Abbado a dirigé en octobre 2003 le Concerto « À la mémoire d’un ange » ; le concert de Ferrare, avec le Mahler Chamber Orchestra et Kolja Blacher en soliste, a été publié par la filiale italienne de Deutsche Grammophon et importé par la filiale allemande. En vente sur les sites Internet des deux pays (www.jpc.de, www.amazon.de… ), le disque confirme ce que l’on savait depuis la Lulu Suite de 1971 et Wozzeck (1988), depuis l’album avec von Otter (1995) et celui avec Banse (1996) : il y a entre Abbado et Berg un lien unique. Peut-être parce que l’un comme l’autre pensent le lyrisme en termes de couleurs, parce qu’ils entendent la dissolution dodécaphonique de l’harmonie comme une naturelle libération du contrepoint…

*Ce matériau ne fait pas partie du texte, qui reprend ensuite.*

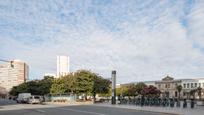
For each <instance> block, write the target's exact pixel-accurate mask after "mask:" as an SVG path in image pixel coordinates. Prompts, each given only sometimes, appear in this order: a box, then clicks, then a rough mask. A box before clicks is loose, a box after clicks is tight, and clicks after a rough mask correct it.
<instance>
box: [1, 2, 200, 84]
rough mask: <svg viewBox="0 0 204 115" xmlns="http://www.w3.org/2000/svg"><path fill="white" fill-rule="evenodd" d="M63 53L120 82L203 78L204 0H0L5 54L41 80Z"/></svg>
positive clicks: (5, 58) (1, 22)
mask: <svg viewBox="0 0 204 115" xmlns="http://www.w3.org/2000/svg"><path fill="white" fill-rule="evenodd" d="M57 55H67V56H69V57H70V70H71V71H72V72H73V71H76V70H79V69H87V70H91V71H93V72H96V73H98V74H99V75H101V76H103V77H105V78H110V77H111V70H116V71H117V83H127V82H137V81H151V80H161V79H162V78H163V77H165V76H167V75H169V76H171V77H174V78H175V79H182V78H204V0H0V59H6V60H12V59H20V60H23V61H25V62H26V63H27V64H28V65H29V68H30V76H29V77H30V79H41V78H43V75H44V73H56V58H57Z"/></svg>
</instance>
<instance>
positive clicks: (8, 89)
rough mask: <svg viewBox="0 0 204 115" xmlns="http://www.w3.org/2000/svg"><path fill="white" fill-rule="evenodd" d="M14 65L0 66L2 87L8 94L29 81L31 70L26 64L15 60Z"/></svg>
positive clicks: (0, 80)
mask: <svg viewBox="0 0 204 115" xmlns="http://www.w3.org/2000/svg"><path fill="white" fill-rule="evenodd" d="M12 65H13V66H11V64H10V63H1V64H0V87H1V89H5V91H6V92H8V91H10V90H11V88H12V87H13V86H17V85H19V84H21V83H24V82H25V81H26V80H27V79H28V70H29V68H28V65H27V64H26V63H25V62H23V61H20V60H13V63H12Z"/></svg>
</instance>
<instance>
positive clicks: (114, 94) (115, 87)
mask: <svg viewBox="0 0 204 115" xmlns="http://www.w3.org/2000/svg"><path fill="white" fill-rule="evenodd" d="M111 79H112V99H111V104H116V71H115V70H113V71H112V76H111Z"/></svg>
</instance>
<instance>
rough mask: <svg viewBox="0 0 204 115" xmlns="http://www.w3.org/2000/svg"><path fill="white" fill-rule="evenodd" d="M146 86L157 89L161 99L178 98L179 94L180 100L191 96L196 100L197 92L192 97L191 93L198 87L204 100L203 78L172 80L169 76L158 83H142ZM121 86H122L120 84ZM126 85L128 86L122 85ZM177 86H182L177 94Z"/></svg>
mask: <svg viewBox="0 0 204 115" xmlns="http://www.w3.org/2000/svg"><path fill="white" fill-rule="evenodd" d="M137 83H139V82H136V83H129V85H130V84H137ZM143 83H145V84H146V85H148V86H149V85H153V86H155V87H157V89H159V90H160V91H161V95H160V96H161V97H167V98H178V97H179V94H180V98H187V99H190V98H193V96H194V97H195V98H196V99H198V98H199V95H198V92H195V93H194V95H193V96H192V94H191V92H192V91H195V90H197V89H198V88H199V87H200V88H201V98H202V99H204V78H200V79H174V78H172V77H170V76H166V77H164V78H163V79H162V80H158V81H144V82H143ZM122 85H123V84H122ZM124 85H126V86H127V85H128V84H124ZM177 86H182V90H181V91H180V92H179V91H178V89H177Z"/></svg>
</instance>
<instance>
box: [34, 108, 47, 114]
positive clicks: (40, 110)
mask: <svg viewBox="0 0 204 115" xmlns="http://www.w3.org/2000/svg"><path fill="white" fill-rule="evenodd" d="M35 111H37V112H40V113H45V111H44V110H40V109H37V110H35Z"/></svg>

Mais revenons à nos moutons : les majors commercialisent, parallèlement au catalogue international, une production locale. Elle ne franchit pas toujours les frontières, et inversement, la totalité du catalogue international ne pénètre pas systématiquement les marchés nationaux – certains produits sont refusés si les ventes s’annoncent trop faibles, ou plutôt : plus faibles que l’objectif fixé. Dans le premier cas de figure, on croise de nouveau Abbado, accompagnant cette fois le hautboïste Albrecht Mayer dans des concertos de Lebrun et Mozart (DG 4762352). Production voulue par DG Allemagne pour le hautbois solo des Berliner Philharmoniker, virtuose raffiné, star de son instrument outre-Rhin comme une Sabine Meyer à la clarinette : jamais distribuée en France. Ce qui vaut aussi pour son premier album Telemann avec les Berliner Barock Solisten (EMI) et pour celui qui vient de suivre, avec la même équipe, chez DG. Quant au programme Schumann/Daelli/Nielsen/Koechlin d’Albrecht Mayer paru dans l’excellente série « Debut » d’EMI, il est beaucoup plus difficile à trouver en France que son récital publié par le discret label Tudor ! Paradoxe savoureux, mais dangereux quand il s’agit d’un jeune talent qui mise gros sur sa « carte de visite » : la grande majorité des EMI « Debut » n’est pas importée en France, notamment le récital du pianiste palestinien Saleem Abboud Ashkar.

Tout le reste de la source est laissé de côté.